A United States that can’t even get its act together long enough to convene an investigation into a deadly assault on its own Capitol by armed extremists is not a nation that is going to be stepping out in unity to protect the Uighurs. Or Taiwan. Or itself. China saw what Russia accomplished with a mixture of social media and support from Donald Trump in 2016. Now they’re also in the game. Because it’s quite clearly possible to break the U.S. wide open for the cost of a few Twitter bots.
But don’t expect to see big warnings about how social media is being used to divide the nation from the FBI. As NBC News reports, FBI officials continue to report that they can find “no credible intelligence” suggesting that the Jan. 6 assault was planned in advance. That’s despite the hundreds of posts turned up by the nonpartisan group Advance Democracy.
Among the posts that were published in the weeks leading up to the insurrection:
- "You know there will be riot police preventing us from getting in the capitol building. What if we created a stampede/crush situation? Start pushing from the back. Surely they will have to get out of the way or get crushed. They're not going to start shooting people."
- "If we occupy the Capitol building, there will be no vote."
- "GOTTA OVERWHELM THE BARRICADES AND COPS."

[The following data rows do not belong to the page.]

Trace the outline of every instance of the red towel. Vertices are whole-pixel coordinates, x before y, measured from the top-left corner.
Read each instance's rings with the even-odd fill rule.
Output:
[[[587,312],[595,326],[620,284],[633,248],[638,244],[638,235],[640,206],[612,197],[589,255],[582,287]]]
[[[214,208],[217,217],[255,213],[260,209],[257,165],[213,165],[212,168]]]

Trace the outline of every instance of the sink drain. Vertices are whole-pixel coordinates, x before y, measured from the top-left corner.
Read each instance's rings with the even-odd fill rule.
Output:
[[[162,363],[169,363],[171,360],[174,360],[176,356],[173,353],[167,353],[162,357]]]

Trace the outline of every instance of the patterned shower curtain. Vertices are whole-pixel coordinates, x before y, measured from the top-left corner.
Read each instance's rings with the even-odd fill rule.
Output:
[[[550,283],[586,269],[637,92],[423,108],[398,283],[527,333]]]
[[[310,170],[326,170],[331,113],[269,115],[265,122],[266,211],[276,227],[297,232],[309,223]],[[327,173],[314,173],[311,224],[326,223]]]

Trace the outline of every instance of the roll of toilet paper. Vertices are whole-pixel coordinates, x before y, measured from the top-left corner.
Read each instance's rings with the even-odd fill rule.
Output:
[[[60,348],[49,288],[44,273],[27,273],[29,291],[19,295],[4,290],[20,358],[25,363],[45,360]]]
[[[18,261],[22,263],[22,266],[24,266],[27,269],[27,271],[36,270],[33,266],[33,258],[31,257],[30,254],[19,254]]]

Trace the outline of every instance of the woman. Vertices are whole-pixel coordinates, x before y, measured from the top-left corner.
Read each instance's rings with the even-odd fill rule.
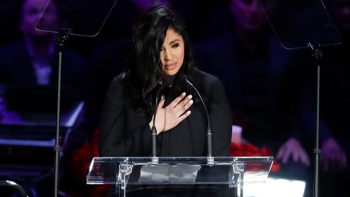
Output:
[[[229,156],[232,123],[224,89],[217,77],[195,68],[183,21],[166,6],[154,7],[135,27],[133,41],[125,71],[107,91],[100,122],[100,156],[152,156],[156,96],[167,75],[174,80],[162,92],[157,108],[157,156],[207,156],[208,123],[201,97],[212,131],[212,156]],[[183,75],[200,95],[186,88],[181,80]]]

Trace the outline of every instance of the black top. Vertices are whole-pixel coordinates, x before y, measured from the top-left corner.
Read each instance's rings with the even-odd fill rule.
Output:
[[[202,71],[197,70],[194,75],[193,82],[198,84],[196,88],[208,111],[212,133],[212,156],[229,156],[232,120],[223,86],[217,77]],[[106,96],[99,136],[100,156],[151,156],[151,131],[149,123],[152,115],[138,116],[131,103],[126,101],[125,97],[128,94],[125,94],[127,90],[122,84],[123,78],[122,74],[114,78]],[[172,97],[167,91],[166,90],[163,93],[165,95],[164,107],[178,96]],[[189,94],[196,96],[193,92],[187,93],[187,95]],[[207,156],[208,123],[200,99],[189,110],[191,113],[188,117],[175,127],[158,136],[158,156]]]

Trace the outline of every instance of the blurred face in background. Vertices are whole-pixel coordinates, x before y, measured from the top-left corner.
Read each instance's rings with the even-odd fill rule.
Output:
[[[23,34],[34,36],[51,34],[48,32],[36,29],[36,26],[38,29],[50,31],[58,29],[57,7],[52,0],[43,14],[48,1],[49,0],[27,0],[24,2],[22,6],[22,15],[20,22],[21,30]],[[39,18],[40,21],[37,25]]]
[[[177,73],[182,66],[184,54],[185,45],[182,36],[172,29],[168,29],[160,49],[162,77]]]
[[[230,5],[234,16],[236,28],[245,31],[257,31],[264,27],[268,16],[272,14],[275,0],[232,0]],[[263,8],[262,8],[261,7]]]

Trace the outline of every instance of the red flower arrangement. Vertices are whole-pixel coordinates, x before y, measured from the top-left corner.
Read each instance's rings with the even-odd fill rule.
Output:
[[[230,156],[231,157],[261,157],[273,156],[271,149],[266,146],[259,149],[247,142],[241,144],[231,143],[231,150]],[[272,172],[278,172],[281,168],[281,165],[274,161],[271,168]]]
[[[80,186],[75,187],[75,190],[69,191],[72,197],[105,197],[107,196],[109,185],[86,184],[90,163],[94,157],[98,157],[98,129],[96,129],[91,141],[85,143],[82,148],[71,154],[68,167],[73,172],[75,183]]]
[[[86,185],[86,177],[89,171],[90,163],[94,157],[98,156],[97,149],[98,130],[95,130],[92,140],[85,143],[83,147],[71,153],[68,168],[72,173],[74,181],[80,186],[76,187],[81,191],[71,191],[72,197],[99,197],[107,196],[109,185]],[[266,147],[259,149],[250,144],[244,142],[231,143],[231,156],[273,156],[271,150]],[[271,171],[278,171],[280,165],[274,161]]]

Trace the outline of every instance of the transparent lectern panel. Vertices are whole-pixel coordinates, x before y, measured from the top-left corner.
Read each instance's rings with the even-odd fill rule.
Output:
[[[229,184],[233,174],[243,173],[244,182],[264,183],[273,157],[95,157],[88,184]]]
[[[258,0],[275,33],[287,49],[339,44],[341,38],[321,0]],[[266,5],[277,3],[272,12]]]
[[[93,36],[100,32],[117,0],[47,0],[37,30],[58,33],[63,28],[70,29],[71,35]]]

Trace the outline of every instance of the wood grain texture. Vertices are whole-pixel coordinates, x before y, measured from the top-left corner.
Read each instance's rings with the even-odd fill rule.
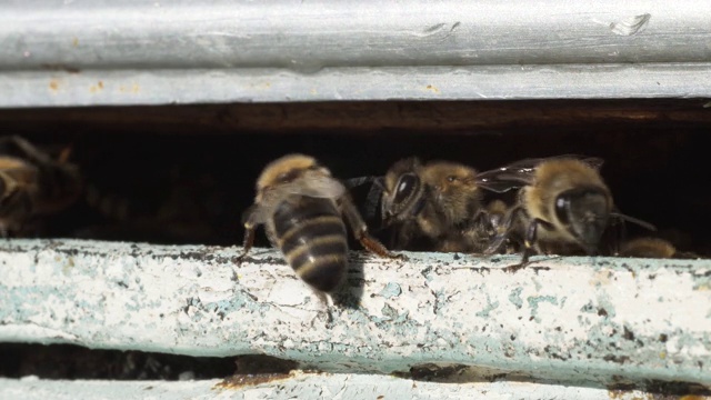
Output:
[[[708,261],[352,253],[324,304],[272,250],[89,241],[0,247],[0,340],[191,356],[266,353],[331,372],[428,363],[578,384],[711,384]],[[357,300],[360,299],[358,303]],[[493,371],[493,372],[491,372]]]

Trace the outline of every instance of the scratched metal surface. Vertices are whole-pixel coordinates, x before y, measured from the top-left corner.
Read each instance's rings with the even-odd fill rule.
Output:
[[[652,399],[643,391],[539,384],[469,382],[444,384],[349,373],[292,373],[271,382],[231,386],[221,380],[190,382],[47,381],[0,378],[0,397],[22,400],[73,399]],[[701,399],[695,397],[694,399]]]
[[[711,96],[708,1],[0,4],[0,107]]]
[[[91,241],[0,244],[0,341],[267,353],[330,372],[453,363],[567,384],[711,384],[711,262],[352,254],[333,310],[279,254]],[[359,271],[360,270],[360,271]],[[352,306],[360,298],[360,306]],[[351,302],[349,302],[351,301]]]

Some of those involved in posting the literally thousands of statements made in the open were among those who took part in the Capitol assault and photographed themselves engaged in an attempt to overthrow the government. And still, the FBI can’t seem to find that connection.
As Dave Neiwert has made clear, far-right extremists were deliberately ignored by the FBI and DOJ under Trump. Despite a stream of analysis that had for decades shown that white supremacist militias are the greatest internal threat to the nation, Trump not only failed to condemn, but openly courted support from these groups. The danger is being taken seriously by President Joe Biden … but it’s not clear that this change in leadership has sunk in at the FBI.
It could be that the FBI doesn’t want to own up to the massive failure of intelligence that overlooked public plotting of an attempted coup by known groups of armed extremists. Or, it could be that there is too much sympathy for the white supremacist cause within the FBI, as there seems to be in the military.
In any case, with the FBI seemingly unable to connect the dots between people planning to occupy the Capitol and those same people occupying the Capitol, and with the medical examiner ruling Sicknick died of natural causes, expect a rise in those poll numbers where Republicans think Jan. 6 was no big deal. And don’t expect any Republicans in the House to get in a hurry to sign on to an investigation.